Articles on all things data | Datavid blog

Data centricity and FAIR: Creating value from data

Written by Avinash Dixit | Jul 4, 2024

Data-centricity emphasises placing data at the core of organisational strategies and operations.

FAIR principle complements this approach by ensuring data is managed effectively to maximise value, empowering businesses to cultivate a culture of data-driven decision-making that fuels continuous improvement and innovation.

Fragmentation to cohesion

Data centricity is a modern approach that emphasises organising and managing data based on the scientific processes and insights it supports rather than the specific applications or platforms that handle it.

This paradigm shift is rooted in the belief that the actual value of data lies in its potential to be reused, shared, and repurposed across various contexts and applications, fostering greater scientific collaboration and innovation.

Data-centricity enables:

  • High-quality, reliable data: Fundamental for sound scientific conclusions.
  • Efficiency: Saves time and resources by avoiding the need to collect or process the same data repeatedly.
  • Interdisciplinary utilisation: Facilitates data usage across different fields, fostering interdisciplinary research and potentially leading to new scientific discoveries.

Managing data independently 

Data-centricity advocates for managing data independently of the specific systems or tools used to collect or process it.

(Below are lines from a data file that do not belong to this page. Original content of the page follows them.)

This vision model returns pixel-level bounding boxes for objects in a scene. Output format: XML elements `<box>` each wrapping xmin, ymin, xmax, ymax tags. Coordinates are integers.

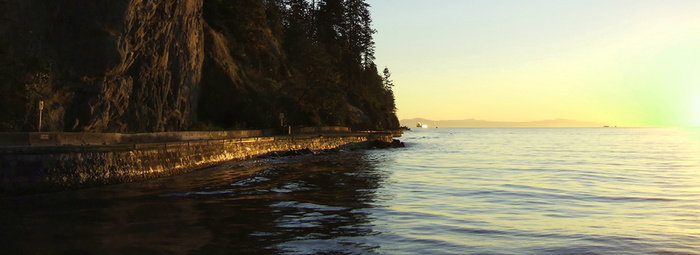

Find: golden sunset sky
<box><xmin>369</xmin><ymin>0</ymin><xmax>700</xmax><ymax>127</ymax></box>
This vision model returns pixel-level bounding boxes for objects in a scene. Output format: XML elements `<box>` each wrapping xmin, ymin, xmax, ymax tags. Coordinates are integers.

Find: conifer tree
<box><xmin>382</xmin><ymin>67</ymin><xmax>394</xmax><ymax>90</ymax></box>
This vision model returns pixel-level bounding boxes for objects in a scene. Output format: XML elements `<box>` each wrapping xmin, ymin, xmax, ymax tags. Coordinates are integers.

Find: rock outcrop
<box><xmin>1</xmin><ymin>0</ymin><xmax>203</xmax><ymax>132</ymax></box>
<box><xmin>0</xmin><ymin>0</ymin><xmax>399</xmax><ymax>133</ymax></box>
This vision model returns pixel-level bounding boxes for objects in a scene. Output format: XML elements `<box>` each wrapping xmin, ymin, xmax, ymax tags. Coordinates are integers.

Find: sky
<box><xmin>367</xmin><ymin>0</ymin><xmax>700</xmax><ymax>127</ymax></box>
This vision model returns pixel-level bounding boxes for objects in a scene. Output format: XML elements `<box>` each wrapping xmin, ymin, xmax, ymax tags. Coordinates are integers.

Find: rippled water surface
<box><xmin>3</xmin><ymin>128</ymin><xmax>700</xmax><ymax>254</ymax></box>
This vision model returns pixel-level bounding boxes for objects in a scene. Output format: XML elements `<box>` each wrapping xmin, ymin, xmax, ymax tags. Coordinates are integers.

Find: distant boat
<box><xmin>416</xmin><ymin>122</ymin><xmax>428</xmax><ymax>128</ymax></box>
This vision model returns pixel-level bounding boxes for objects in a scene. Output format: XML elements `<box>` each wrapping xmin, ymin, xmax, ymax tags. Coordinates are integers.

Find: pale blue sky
<box><xmin>368</xmin><ymin>0</ymin><xmax>700</xmax><ymax>126</ymax></box>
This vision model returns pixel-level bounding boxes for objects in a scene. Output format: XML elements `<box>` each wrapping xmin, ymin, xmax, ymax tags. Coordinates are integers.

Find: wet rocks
<box><xmin>371</xmin><ymin>139</ymin><xmax>405</xmax><ymax>149</ymax></box>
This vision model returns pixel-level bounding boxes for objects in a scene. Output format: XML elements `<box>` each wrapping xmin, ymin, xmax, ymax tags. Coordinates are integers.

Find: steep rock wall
<box><xmin>0</xmin><ymin>0</ymin><xmax>203</xmax><ymax>132</ymax></box>
<box><xmin>0</xmin><ymin>0</ymin><xmax>398</xmax><ymax>132</ymax></box>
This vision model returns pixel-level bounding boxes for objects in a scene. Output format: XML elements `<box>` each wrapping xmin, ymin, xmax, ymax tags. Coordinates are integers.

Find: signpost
<box><xmin>279</xmin><ymin>113</ymin><xmax>290</xmax><ymax>135</ymax></box>
<box><xmin>38</xmin><ymin>101</ymin><xmax>44</xmax><ymax>132</ymax></box>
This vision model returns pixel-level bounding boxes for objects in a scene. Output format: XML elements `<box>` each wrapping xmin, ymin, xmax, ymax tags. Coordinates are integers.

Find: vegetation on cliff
<box><xmin>199</xmin><ymin>0</ymin><xmax>397</xmax><ymax>130</ymax></box>
<box><xmin>0</xmin><ymin>0</ymin><xmax>397</xmax><ymax>132</ymax></box>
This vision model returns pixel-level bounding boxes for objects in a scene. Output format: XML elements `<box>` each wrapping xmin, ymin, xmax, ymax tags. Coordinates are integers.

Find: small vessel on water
<box><xmin>416</xmin><ymin>122</ymin><xmax>428</xmax><ymax>128</ymax></box>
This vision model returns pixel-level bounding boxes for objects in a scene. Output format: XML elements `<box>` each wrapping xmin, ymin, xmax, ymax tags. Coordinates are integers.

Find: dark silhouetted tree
<box><xmin>199</xmin><ymin>0</ymin><xmax>398</xmax><ymax>130</ymax></box>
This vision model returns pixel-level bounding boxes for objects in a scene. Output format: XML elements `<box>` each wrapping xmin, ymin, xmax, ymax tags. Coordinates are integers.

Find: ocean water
<box><xmin>2</xmin><ymin>127</ymin><xmax>700</xmax><ymax>254</ymax></box>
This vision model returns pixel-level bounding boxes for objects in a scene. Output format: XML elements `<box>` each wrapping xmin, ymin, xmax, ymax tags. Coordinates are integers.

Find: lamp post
<box><xmin>38</xmin><ymin>101</ymin><xmax>43</xmax><ymax>132</ymax></box>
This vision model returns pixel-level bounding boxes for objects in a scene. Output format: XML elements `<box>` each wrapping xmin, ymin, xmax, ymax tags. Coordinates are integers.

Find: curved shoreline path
<box><xmin>0</xmin><ymin>129</ymin><xmax>402</xmax><ymax>195</ymax></box>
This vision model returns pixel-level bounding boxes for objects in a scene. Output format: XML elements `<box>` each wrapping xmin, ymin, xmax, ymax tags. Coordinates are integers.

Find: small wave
<box><xmin>469</xmin><ymin>188</ymin><xmax>679</xmax><ymax>204</ymax></box>
<box><xmin>447</xmin><ymin>226</ymin><xmax>511</xmax><ymax>236</ymax></box>
<box><xmin>270</xmin><ymin>201</ymin><xmax>349</xmax><ymax>212</ymax></box>
<box><xmin>275</xmin><ymin>238</ymin><xmax>379</xmax><ymax>255</ymax></box>
<box><xmin>159</xmin><ymin>190</ymin><xmax>235</xmax><ymax>197</ymax></box>
<box><xmin>250</xmin><ymin>231</ymin><xmax>282</xmax><ymax>237</ymax></box>
<box><xmin>270</xmin><ymin>182</ymin><xmax>316</xmax><ymax>193</ymax></box>
<box><xmin>230</xmin><ymin>176</ymin><xmax>271</xmax><ymax>187</ymax></box>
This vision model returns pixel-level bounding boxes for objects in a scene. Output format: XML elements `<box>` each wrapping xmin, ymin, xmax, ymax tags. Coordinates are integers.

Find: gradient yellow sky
<box><xmin>369</xmin><ymin>0</ymin><xmax>700</xmax><ymax>127</ymax></box>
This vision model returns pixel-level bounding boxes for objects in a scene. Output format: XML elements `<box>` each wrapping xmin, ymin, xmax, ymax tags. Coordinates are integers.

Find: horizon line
<box><xmin>399</xmin><ymin>117</ymin><xmax>700</xmax><ymax>128</ymax></box>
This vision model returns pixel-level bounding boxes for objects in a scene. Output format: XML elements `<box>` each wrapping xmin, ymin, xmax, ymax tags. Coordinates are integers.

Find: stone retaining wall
<box><xmin>0</xmin><ymin>133</ymin><xmax>394</xmax><ymax>195</ymax></box>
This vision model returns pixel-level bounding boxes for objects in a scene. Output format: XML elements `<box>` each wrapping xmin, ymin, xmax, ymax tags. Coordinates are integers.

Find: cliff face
<box><xmin>197</xmin><ymin>1</ymin><xmax>289</xmax><ymax>130</ymax></box>
<box><xmin>0</xmin><ymin>0</ymin><xmax>398</xmax><ymax>132</ymax></box>
<box><xmin>1</xmin><ymin>0</ymin><xmax>203</xmax><ymax>132</ymax></box>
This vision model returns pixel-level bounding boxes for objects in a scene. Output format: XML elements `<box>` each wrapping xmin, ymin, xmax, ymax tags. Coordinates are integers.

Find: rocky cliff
<box><xmin>1</xmin><ymin>0</ymin><xmax>203</xmax><ymax>132</ymax></box>
<box><xmin>0</xmin><ymin>0</ymin><xmax>398</xmax><ymax>132</ymax></box>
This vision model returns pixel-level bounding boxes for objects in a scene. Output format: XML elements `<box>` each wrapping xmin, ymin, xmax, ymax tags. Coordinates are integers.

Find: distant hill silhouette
<box><xmin>401</xmin><ymin>118</ymin><xmax>606</xmax><ymax>127</ymax></box>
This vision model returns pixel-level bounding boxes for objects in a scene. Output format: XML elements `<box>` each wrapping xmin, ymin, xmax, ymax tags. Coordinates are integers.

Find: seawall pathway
<box><xmin>0</xmin><ymin>130</ymin><xmax>399</xmax><ymax>195</ymax></box>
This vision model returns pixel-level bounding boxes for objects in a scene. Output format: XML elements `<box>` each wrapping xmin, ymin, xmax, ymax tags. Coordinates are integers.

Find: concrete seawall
<box><xmin>0</xmin><ymin>132</ymin><xmax>396</xmax><ymax>195</ymax></box>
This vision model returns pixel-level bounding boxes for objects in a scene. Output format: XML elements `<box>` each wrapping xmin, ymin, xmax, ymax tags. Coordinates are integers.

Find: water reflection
<box><xmin>0</xmin><ymin>151</ymin><xmax>389</xmax><ymax>254</ymax></box>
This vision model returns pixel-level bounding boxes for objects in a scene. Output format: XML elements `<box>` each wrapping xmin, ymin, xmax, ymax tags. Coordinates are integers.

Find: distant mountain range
<box><xmin>401</xmin><ymin>118</ymin><xmax>606</xmax><ymax>128</ymax></box>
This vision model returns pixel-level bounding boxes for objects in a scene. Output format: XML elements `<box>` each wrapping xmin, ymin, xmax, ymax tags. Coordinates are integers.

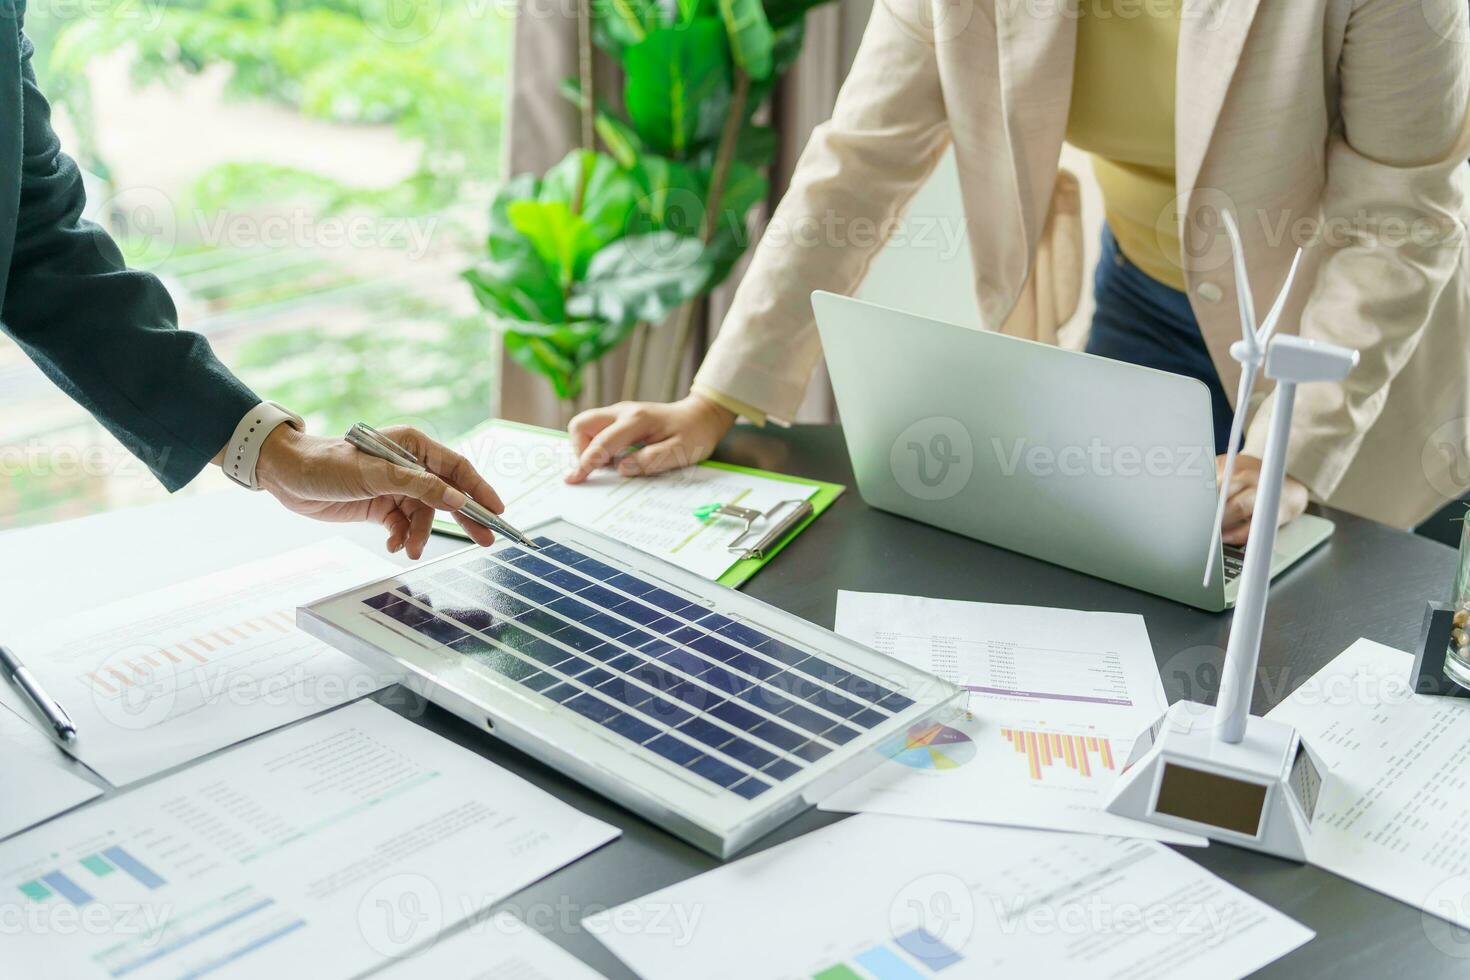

This means designing data architectures that prioritise the long-term preservation and accessibility of data over the particularities of any one system.

The benefits to organisations include:

  • Cleaner data: More researchers can access it quickly, accelerating data discovery and increasing transparency.
  • Common inventory language: Reduces duplication of effort and addresses the lack of transparency.
  • Reduced data management burden: Frees scientists from the burden of data management, aligning with regulatory agencies' directions.
  • Standardised collaboration: Transitions from chaotic to standardised data, enabling better collaboration with external partners.

Data management woes

  • Persistent data silos: Continue to delay critical decision-making processes, hindering overall efficiency.
  • Inefficient data science efforts: Around 80% of data science efforts are consumed by data wrangling tasks, reducing the time available for analysis.
  • High IT costs: A substantial 50-60% of the IT budget is allocated to integration efforts, indicating significant expenditure that could be optimised with better data management solutions.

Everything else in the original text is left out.